Due process is not optional

The Constitution guarantees due process to everyone who might face punitive action by the government of the United States. The language of the Fifth Amendment is stark and unequivocal: 

“No person shall be held to answer for a capital, or otherwise infamous crime, unless on a presentment or indictment of a Grand Jury… nor be deprived of life, liberty, or property, without due process of law…”

There is no exception for cases where a President wishes to expeditiously impose punishments. There is no exception for cases involving immigration paperwork or any other bureaucratic complication. There is no exception for non-citizens. There is no exception for people accused of violent crimes. In fact, the opening line of the Fifth Amendment makes clear: people accused of violent crimes must have due process.

The reason for this is simple: In the absence of a universal guarantee of due process, no one’s freedom is safe from the abuses of would-be tyrants. Due process prevents the levers of power from being used coercively by corrupt interests to exact loyalty not to the law, but to themselves.

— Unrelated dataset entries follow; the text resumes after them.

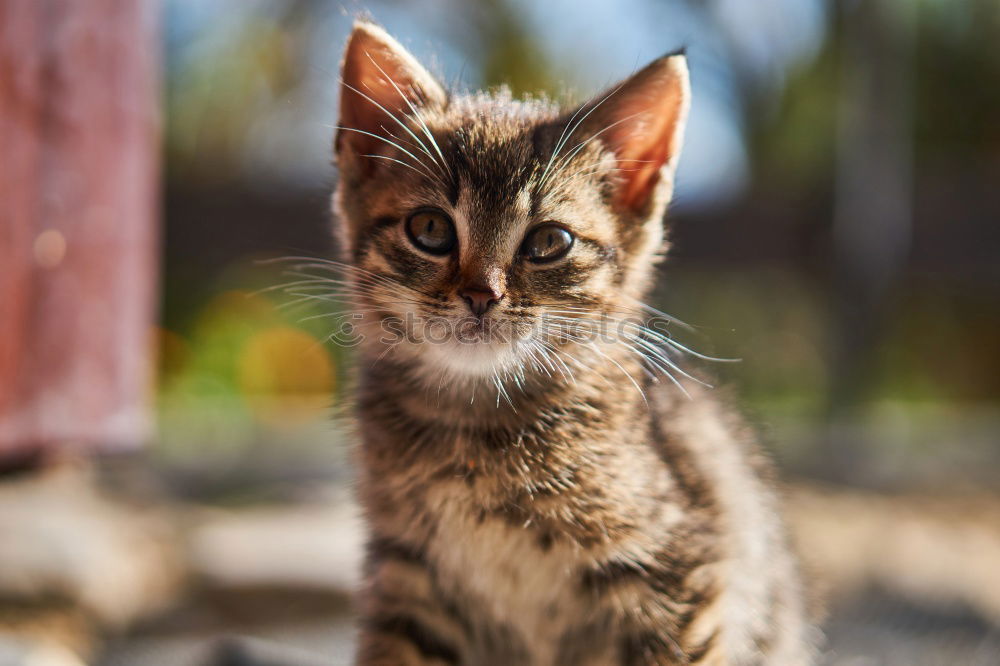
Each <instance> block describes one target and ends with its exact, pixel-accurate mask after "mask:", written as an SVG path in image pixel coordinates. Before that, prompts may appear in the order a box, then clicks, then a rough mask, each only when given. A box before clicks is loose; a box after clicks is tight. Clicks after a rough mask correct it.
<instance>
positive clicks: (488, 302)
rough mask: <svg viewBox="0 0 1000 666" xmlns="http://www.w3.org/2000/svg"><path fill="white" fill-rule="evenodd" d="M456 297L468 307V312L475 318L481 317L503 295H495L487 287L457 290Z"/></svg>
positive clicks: (502, 297)
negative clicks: (458, 298)
mask: <svg viewBox="0 0 1000 666" xmlns="http://www.w3.org/2000/svg"><path fill="white" fill-rule="evenodd" d="M458 295H459V296H461V297H462V300H464V301H465V302H466V304H467V305H468V306H469V310H471V311H472V314H474V315H476V316H477V317H482V316H483V315H484V314H486V311H487V310H489V309H490V307H491V306H492V305H493V304H494V303H496V302H497V301H499V300H500V299H501V298H503V294H500V293H497V292H496V291H495V290H493V289H490V288H489V287H478V286H476V287H465V288H463V289H459V290H458Z"/></svg>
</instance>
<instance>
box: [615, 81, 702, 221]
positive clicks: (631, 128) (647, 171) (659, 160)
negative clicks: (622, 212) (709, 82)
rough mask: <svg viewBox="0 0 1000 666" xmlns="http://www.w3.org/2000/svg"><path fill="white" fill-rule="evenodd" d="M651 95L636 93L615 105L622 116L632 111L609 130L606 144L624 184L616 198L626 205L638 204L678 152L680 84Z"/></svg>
mask: <svg viewBox="0 0 1000 666" xmlns="http://www.w3.org/2000/svg"><path fill="white" fill-rule="evenodd" d="M659 92H661V94H660V95H657V96H656V97H654V98H650V97H649V96H646V95H642V96H639V95H636V96H633V97H632V99H628V100H625V101H624V102H623V103H622V104H620V105H619V106H618V113H620V114H621V117H622V118H628V117H629V116H632V115H635V118H634V119H633V120H631V121H623V122H622V123H621V124H620V125H619V126H617V127H615V128H614V129H612V130H609V133H610V134H611V136H610V137H609V140H608V144H609V145H610V146H612V148H613V149H614V151H615V153H616V154H617V155H618V159H619V160H621V161H620V162H619V163H618V167H619V169H621V173H622V178H623V180H624V184H623V187H622V189H621V190H620V192H619V195H618V201H619V203H620V204H621V205H622V206H625V207H628V208H639V207H641V206H642V205H643V204H644V203H645V201H646V200H647V199H648V198H649V196H650V194H651V193H652V190H653V188H654V187H655V186H656V184H657V182H659V178H660V173H661V170H662V168H663V165H664V164H666V163H667V162H668V161H669V160H670V159H672V158H673V157H674V156H675V155H676V154H677V148H678V146H677V145H676V144H677V142H678V138H679V131H678V130H679V129H680V127H679V126H680V124H681V122H682V118H681V114H682V112H683V109H684V93H683V89H682V88H681V86H679V85H676V86H671V89H670V90H668V91H659Z"/></svg>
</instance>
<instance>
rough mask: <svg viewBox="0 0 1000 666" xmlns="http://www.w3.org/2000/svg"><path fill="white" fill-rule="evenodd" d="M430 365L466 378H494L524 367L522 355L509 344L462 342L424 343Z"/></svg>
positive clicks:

The Framers of the Constitution had direct experience of unaccountable tyranny, including that most salient concern—that an imperial power could accuse colonists deprived of basic rights of “capital, or otherwise infamous” crimes, and summarily sentence them to prison, exile, or execution.

We the People of the United States are well aware that Donald Trump faced indictment in four separate cases for extremely serious, “infamous” crimes—including alleged efforts to overturn an election and alleged theft of nuclear and other national security secrets (alleged crimes which are described in federal law as acts of espionage).

In each of those cases, he was afforded due process, and allowed to remain free while pleading the case for a verdict of not-guilty. In one of those cases, he was found guilty of 34 felonies, but was never sentenced, due to deference from the judge to the unique circumstances of his reelection as President. 

Of all people on Earth, President Trump should understand the importance and value of the due process protection. Since he has benefitted so significantly from it, he should be its greatest defender. That he is not, that he has repeatedly sought to circumvent due process, personally making unfounded accusations against people not even charged with crimes, while ignoring or trying to work around court orders, suggests an illicit intent—to undermine the rule of law and gather power to himself that is not created, recognized, or allowed by law.

The democratic republic known as the United States of America exists, and has enabled great breakthroughs in the exercise of political and personal freedom, because the due process protection is absolute and universal.

Procedural maneuvers—moving an accused person from one location to another to avoid judicial review, or transferring them to another agency than the one named in a court order—cannot override the Constitution’s absolute and universal guarantee of due process.

Any official considering whether an order ignoring the Constitution’s universal guarantee of due process can be lawful should consider these three relevant points: 

  1. The Fifth Amendment provides no exception, and no citizenship condition.
  2. The Ninth Amendment specifies that rights need not be enumerated to enjoy full protection of the Constitution.
  3. The Fourteenth Amendment guarantees equal protection of the law to all people, without a citizenship condition.

In fact, the phrasing of the Fourteenth Amendment is particularly careful and constructive. It notes that if a person is “subject to the jurisdiction” of the United States or any of the States, that person enjoys equal protection and cannot be deprived of life, liberty, or property without due process. The government’s claim of jurisdiction—of its right to enforce the law—is met, in all cases, at all levels, with both equal protection and the guarantee of due process. 

The “innocent until proven guilty” standard, along with all of the other elements of functional due process—the need for a judicial warrant based on probable cause, the need for charges based on alleged violations of specific laws, the presentation of evidence to a grand jury, and then the right to argue one’s innocence at trial, with legal counsel—is not just the right of Donald Trump; it applied in his various criminal cases, because it applies to everyone, in all cases.

No agent of government, at any level, has any lawful authority to act against the universal due process right of all people inside of or subject to the jurisdiction of the United States.